People perceive price advance as faster than it really is, while salaries are taken to the market as savings are not growing, a recent Swedbank consumer behavior survey finds.
The actual economic situation and people's perception of it differ to a substantial degree, a recent Swedbank survey finds.
More than a third of people (36 percent) said their salary has not gone up in the past year.
Wage advance was perceived as fastest (over 10 percent) by young people (18-29) and well-paid employees. Office workers, public servants and people making over €1,000 a month said their salaries went up by 5-10 percent. Salary advance for unskilled workers was perceived at up to 5 percent. Self-employed people, executives and service or sales workers did not report wage hikes.
Statistics suggests Estonia has experienced rapid and broad-based salary advance. This means all social groups have shared in it across almost all sectors. Salary advance has been more level since Estonia's tax reform.
Similar discrepancies exist between price advance statistics and perceptions. While everyone feels prices have gone up in the past year, 45 percent of people questioned believed annual price advance came to 5-10 percent, while a quarter of people believed prices went up by more than 10 percent.
Price advance is perceived as fastest by non-Estonians, residents of East Viru County and people making under €550 a month. Younger people and those earning a bigger salary perceived price advance of up to 5 percent.
Actual price advance was clocked at 2.4 percent, with entertainment (6 percent) and food (5 percent) prices growing the most. People spend the biggest part of their income – 22 percent – on food.
Statistics suggests wages have grown three times faster than prices, meaning people have more money to spend.
Savings are not growing, despite the salary rally outpacing price advance.
A third of families said their savings have grown a little over the past year, while around 25 percent said they have less money saved than previously.
A tenth of households have no savings and would immediately be in trouble should breadwinners lose their jobs or should an appliance break.
Households that would hold out for less than a month on savings alone made up 10 percent, while 16 percent could survive for a month and 14 percent for two months.
Swedbank said that the difference between reality and perception is created as people feel they can afford to spend more following wage hikes. While spending more money leaves them feeling everything has become more expensive.
Job hunt optimism
If the ratio of wages to price advance leans toward pessimism, it turns out people are groundlessly optimistic when it comes to finding work.

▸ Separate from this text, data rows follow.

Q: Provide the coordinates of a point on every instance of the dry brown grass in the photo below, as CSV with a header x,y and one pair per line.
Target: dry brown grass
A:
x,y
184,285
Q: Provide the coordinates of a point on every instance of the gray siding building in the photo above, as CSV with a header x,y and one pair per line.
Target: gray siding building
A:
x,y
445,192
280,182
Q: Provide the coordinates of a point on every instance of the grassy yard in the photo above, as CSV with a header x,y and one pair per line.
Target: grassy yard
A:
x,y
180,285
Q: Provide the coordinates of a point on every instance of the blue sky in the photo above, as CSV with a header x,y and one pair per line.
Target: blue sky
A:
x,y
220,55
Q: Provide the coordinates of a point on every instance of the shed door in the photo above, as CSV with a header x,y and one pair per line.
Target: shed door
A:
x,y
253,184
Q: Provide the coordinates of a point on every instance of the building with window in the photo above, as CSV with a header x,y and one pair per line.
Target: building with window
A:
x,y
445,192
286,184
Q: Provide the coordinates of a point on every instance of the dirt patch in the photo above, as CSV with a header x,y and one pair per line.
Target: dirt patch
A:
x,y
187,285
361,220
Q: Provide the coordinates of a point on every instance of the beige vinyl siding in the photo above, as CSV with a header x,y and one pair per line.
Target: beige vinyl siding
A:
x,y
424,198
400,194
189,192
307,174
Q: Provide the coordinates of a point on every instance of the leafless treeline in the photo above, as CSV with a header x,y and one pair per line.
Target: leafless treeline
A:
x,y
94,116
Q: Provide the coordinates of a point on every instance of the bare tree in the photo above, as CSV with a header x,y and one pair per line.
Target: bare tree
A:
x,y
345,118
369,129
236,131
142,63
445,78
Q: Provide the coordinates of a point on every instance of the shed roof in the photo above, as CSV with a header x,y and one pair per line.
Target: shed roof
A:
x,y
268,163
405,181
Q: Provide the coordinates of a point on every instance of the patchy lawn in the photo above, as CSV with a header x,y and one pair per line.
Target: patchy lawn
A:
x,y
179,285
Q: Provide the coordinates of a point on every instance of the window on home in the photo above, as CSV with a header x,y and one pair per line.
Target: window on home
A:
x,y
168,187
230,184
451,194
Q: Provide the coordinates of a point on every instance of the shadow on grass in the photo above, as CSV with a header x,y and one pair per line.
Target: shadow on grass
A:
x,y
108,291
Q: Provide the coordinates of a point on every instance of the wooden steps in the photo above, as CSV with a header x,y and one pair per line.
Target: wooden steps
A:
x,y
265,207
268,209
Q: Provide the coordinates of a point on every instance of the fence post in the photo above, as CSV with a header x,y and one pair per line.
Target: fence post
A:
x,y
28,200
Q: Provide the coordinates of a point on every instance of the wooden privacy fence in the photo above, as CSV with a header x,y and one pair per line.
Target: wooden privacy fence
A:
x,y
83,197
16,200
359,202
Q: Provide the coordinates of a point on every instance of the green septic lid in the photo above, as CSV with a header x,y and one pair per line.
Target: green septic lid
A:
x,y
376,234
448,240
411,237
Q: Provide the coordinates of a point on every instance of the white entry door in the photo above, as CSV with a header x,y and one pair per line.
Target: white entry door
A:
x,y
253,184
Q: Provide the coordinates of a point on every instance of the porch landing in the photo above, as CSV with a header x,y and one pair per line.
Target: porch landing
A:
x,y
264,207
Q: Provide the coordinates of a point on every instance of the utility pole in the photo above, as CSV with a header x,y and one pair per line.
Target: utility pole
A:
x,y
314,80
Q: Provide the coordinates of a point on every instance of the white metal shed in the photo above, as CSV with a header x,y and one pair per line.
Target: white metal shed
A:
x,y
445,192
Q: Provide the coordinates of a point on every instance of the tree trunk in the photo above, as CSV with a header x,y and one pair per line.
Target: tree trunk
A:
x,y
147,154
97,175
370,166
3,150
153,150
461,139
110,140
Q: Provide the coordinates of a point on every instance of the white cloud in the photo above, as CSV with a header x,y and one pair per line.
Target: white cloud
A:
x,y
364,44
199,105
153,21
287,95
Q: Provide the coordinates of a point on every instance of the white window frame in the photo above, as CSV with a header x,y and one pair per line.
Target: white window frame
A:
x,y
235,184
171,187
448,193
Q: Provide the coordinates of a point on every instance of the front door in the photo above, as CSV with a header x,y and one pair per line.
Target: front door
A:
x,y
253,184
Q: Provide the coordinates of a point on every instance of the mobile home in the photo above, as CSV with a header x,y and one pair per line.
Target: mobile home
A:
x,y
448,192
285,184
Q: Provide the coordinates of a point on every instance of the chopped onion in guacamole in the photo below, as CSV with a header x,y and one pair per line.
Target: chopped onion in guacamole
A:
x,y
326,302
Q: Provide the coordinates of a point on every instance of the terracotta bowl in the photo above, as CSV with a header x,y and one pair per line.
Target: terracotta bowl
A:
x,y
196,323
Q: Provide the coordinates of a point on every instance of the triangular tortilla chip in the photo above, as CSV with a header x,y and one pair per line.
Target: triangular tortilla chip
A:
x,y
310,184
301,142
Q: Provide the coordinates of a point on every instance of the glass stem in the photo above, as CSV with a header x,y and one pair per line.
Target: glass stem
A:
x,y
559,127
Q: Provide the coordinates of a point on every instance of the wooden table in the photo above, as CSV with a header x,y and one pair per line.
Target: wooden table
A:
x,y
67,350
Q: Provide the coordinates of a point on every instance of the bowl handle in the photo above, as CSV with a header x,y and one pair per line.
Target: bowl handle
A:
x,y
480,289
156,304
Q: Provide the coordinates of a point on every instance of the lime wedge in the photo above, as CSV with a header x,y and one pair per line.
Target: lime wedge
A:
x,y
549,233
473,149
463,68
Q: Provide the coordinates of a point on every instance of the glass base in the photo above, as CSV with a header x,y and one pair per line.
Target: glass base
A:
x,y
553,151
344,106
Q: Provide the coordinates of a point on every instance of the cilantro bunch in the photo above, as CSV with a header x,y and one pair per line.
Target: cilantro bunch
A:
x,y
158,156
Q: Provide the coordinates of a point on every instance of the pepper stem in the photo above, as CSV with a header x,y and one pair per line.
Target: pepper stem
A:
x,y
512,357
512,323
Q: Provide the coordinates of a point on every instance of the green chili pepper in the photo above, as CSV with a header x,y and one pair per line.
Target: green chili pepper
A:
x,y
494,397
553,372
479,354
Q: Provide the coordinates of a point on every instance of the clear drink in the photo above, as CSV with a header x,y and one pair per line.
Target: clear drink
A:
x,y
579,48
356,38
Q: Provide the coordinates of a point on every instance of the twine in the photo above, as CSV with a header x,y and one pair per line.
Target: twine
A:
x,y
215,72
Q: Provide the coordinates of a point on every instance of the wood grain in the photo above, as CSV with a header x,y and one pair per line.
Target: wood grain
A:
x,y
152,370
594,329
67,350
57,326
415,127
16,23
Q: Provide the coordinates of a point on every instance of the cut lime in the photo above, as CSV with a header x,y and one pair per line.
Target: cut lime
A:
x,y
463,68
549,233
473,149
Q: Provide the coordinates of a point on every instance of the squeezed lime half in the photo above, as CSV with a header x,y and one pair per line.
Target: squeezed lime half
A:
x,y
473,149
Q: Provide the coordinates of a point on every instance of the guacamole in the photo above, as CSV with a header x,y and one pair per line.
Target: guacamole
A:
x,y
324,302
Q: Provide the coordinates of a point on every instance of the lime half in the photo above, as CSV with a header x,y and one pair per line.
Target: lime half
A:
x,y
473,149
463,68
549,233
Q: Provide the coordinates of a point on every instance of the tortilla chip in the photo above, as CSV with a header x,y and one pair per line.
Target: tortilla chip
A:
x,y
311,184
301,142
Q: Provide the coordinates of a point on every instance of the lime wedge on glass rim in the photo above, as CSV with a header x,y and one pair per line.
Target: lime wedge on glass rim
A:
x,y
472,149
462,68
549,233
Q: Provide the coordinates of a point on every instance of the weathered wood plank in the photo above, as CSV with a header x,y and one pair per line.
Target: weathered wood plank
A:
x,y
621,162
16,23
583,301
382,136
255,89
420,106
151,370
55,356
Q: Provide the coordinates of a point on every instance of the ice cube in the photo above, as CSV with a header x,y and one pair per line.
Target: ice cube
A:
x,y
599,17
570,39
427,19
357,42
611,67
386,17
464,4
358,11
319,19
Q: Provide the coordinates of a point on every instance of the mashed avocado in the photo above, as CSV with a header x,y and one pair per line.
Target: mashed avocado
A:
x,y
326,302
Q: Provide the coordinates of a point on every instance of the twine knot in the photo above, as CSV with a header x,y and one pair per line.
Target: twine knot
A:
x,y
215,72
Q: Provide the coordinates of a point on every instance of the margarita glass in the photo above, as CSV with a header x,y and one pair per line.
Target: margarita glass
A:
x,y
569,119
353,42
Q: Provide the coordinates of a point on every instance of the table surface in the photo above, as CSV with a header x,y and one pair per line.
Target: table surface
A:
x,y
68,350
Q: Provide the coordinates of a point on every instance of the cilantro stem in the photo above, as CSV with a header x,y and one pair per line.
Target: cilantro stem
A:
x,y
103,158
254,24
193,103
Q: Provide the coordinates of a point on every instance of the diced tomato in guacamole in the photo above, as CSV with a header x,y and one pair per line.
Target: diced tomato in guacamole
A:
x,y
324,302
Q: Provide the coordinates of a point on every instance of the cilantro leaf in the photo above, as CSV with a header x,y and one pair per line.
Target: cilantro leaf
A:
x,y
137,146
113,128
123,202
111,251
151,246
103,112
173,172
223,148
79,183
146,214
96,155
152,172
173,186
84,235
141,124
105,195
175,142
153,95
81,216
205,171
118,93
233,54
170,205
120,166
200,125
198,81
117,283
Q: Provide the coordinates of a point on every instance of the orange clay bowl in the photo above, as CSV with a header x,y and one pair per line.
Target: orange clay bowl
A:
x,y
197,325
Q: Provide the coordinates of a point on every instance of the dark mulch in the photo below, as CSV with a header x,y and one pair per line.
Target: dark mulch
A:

No fewer than 29 percent of people questioned feel they can find a similar job in three months, while 15 percent believe they can do it in a month. Younger people, residents of Tallinn and those making over €1,000 a month are the most optimistic when it comes to job prospects.
At the same time, statistics from the Unemployment Insurance Fund suggest nearly half of all people need six months to find a new job. A quarter of people can find a new job in 4-6 months, while just 10 percent find new employment inside a month.